Hall pays the directors who judge his acting clients between $100 and $250 each, depending on their experience level, and spends a small amount of money on snacks and bottled water.
Actors pay $50 per workshop. While eight registered for his November session, Hall expects 20 to register for a workshop in April. After that, he hopes to hold a workshop every six weeks.
But shifting gears to turn a profit can be difficult, he said. “It’s tough for an artist to really believe in a product or deliverable when it’s not the art form you trained in,” he said.
Lisa Canning, founder and director of the Institute for Arts Entrepreneurship in Chicago, agrees that the role change can be challenging. She said the institute strives to help artists leverage their skills to start a business through its workshops and support programs.
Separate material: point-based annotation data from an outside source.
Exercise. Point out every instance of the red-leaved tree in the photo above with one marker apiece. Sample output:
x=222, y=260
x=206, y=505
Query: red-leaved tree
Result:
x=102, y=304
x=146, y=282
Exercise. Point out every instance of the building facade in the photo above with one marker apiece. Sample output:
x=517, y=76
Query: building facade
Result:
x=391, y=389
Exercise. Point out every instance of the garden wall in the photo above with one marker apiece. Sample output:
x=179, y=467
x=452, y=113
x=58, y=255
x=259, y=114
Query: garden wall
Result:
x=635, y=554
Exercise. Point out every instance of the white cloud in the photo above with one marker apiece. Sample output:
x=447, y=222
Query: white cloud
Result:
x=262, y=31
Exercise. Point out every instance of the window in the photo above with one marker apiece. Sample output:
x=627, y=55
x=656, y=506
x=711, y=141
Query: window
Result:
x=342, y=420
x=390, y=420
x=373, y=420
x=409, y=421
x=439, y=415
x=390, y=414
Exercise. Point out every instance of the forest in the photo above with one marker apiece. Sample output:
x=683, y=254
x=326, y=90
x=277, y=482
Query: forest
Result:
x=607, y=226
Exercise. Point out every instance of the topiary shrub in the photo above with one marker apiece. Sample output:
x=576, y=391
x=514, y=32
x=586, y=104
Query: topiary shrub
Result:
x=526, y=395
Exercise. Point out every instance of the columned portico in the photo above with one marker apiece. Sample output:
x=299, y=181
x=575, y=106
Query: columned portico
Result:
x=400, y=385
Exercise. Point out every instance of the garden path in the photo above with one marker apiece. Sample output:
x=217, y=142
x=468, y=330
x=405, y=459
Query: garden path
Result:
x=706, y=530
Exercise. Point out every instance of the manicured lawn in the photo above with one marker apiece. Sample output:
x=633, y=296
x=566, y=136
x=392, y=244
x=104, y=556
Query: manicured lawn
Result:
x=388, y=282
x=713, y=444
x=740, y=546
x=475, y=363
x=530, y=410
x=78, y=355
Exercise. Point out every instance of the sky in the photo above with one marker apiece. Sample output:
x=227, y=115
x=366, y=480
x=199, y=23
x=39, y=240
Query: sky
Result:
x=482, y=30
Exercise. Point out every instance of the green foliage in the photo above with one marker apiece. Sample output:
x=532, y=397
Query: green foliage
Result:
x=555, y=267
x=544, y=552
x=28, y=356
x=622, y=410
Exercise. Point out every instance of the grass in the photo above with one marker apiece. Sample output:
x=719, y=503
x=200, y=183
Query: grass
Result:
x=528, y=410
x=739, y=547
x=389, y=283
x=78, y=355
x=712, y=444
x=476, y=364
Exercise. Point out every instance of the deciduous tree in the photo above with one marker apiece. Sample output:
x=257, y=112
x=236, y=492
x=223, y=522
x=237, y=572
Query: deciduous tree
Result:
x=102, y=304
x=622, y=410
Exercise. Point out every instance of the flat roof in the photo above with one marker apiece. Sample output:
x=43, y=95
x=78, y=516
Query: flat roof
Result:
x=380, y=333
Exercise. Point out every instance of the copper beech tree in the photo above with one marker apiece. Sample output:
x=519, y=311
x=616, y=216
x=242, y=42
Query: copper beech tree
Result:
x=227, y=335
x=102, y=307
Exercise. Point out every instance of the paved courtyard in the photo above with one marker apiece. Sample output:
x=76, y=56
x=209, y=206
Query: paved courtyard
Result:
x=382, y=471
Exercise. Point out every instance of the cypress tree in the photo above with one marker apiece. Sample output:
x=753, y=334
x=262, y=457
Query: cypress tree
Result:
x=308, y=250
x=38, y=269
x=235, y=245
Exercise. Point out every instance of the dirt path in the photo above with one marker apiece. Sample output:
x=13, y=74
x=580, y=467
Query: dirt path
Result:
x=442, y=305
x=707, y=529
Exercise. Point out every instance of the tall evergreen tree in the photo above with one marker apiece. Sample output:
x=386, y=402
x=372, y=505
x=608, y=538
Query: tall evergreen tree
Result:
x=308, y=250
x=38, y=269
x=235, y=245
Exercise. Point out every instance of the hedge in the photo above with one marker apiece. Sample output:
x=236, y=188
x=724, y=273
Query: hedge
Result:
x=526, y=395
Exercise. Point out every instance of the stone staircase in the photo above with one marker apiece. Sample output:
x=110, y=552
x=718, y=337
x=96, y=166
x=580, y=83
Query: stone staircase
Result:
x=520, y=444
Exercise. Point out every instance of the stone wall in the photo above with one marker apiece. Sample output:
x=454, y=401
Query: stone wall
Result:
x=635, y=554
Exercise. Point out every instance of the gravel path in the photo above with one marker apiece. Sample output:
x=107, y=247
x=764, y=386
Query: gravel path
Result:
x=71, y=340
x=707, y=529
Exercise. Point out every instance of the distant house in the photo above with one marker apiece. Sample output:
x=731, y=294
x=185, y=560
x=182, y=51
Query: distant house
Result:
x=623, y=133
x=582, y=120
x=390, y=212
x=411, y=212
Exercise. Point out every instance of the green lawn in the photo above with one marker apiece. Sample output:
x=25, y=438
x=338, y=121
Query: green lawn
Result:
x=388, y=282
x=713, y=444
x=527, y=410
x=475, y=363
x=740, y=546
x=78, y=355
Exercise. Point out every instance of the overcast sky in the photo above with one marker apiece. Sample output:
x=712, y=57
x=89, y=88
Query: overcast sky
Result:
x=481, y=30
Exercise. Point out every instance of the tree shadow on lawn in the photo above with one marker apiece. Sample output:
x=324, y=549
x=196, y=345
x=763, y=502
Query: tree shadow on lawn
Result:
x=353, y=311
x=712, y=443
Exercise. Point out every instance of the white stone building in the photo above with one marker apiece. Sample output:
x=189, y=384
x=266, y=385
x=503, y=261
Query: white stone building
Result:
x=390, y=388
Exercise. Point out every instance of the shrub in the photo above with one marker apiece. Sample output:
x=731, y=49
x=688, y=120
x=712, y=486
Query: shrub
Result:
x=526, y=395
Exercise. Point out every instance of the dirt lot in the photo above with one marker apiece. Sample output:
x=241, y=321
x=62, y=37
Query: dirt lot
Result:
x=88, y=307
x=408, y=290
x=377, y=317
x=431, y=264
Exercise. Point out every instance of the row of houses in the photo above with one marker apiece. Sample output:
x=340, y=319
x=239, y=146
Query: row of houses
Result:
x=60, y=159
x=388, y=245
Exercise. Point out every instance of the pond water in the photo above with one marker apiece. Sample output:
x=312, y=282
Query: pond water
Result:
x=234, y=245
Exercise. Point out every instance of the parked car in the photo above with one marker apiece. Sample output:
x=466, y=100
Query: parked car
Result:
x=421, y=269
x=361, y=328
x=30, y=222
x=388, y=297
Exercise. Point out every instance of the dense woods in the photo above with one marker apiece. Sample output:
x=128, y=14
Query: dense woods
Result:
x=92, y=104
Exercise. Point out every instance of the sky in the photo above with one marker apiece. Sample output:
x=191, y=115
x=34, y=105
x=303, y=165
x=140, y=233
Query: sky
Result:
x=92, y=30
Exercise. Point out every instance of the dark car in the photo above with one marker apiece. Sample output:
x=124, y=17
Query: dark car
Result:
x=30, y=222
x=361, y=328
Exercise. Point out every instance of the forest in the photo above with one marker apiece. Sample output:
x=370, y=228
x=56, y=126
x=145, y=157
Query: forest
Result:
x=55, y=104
In September, it will launch a two-year certificate program in arts entrepreneurship development, she said.
Part of that program will encourage artists to use technology to launch a website or, as their business goals evolve, develop an arts-based tech business such as website design, she said.
Artists in the program also will develop a non-traditional business plan called a “business canvas,” Canning said, plotting out their ventures in a way that fits their individual work patterns, not necessarily by recording it on paper, she said.
Creating business plans
Roberts teaches his students to complete a business journal, similar to a conventional business plan but without an exit strategy. While a traditional venture might look to sell the business or go public, artists often produce their art regardless of whether they have customers, he said. No matter how artists choose to format their plan, they should explain their business and how they will earn a living from it, he said.
Rios said she used a business plan for about two years. When she and a partner first launched the gallery in 2003, they developed the plan to divide the workload. Now operating alone, Rios said she assesses problems individually. Her current business goals include attracting more clients and turning them into collectors, she said.
To maintain a profitable business portfolio, Rios offers lower-cost items such as coffee mugs for $18, mouse pads for $13, iPad cases for $56 and skateboard decks for $135 through an account on Zazzle.com. Over time, she hopes customers will come back for her more expensive digital art and photography.
By combining several arts ventures, Rios has been able to keep both feet where she wants them — in the art world.
“If I can pay my bills, then I’m happy because that allows me to stay here and do what I love,” she said. “Do I see myself being rich? No, but I can see myself being financially stable.”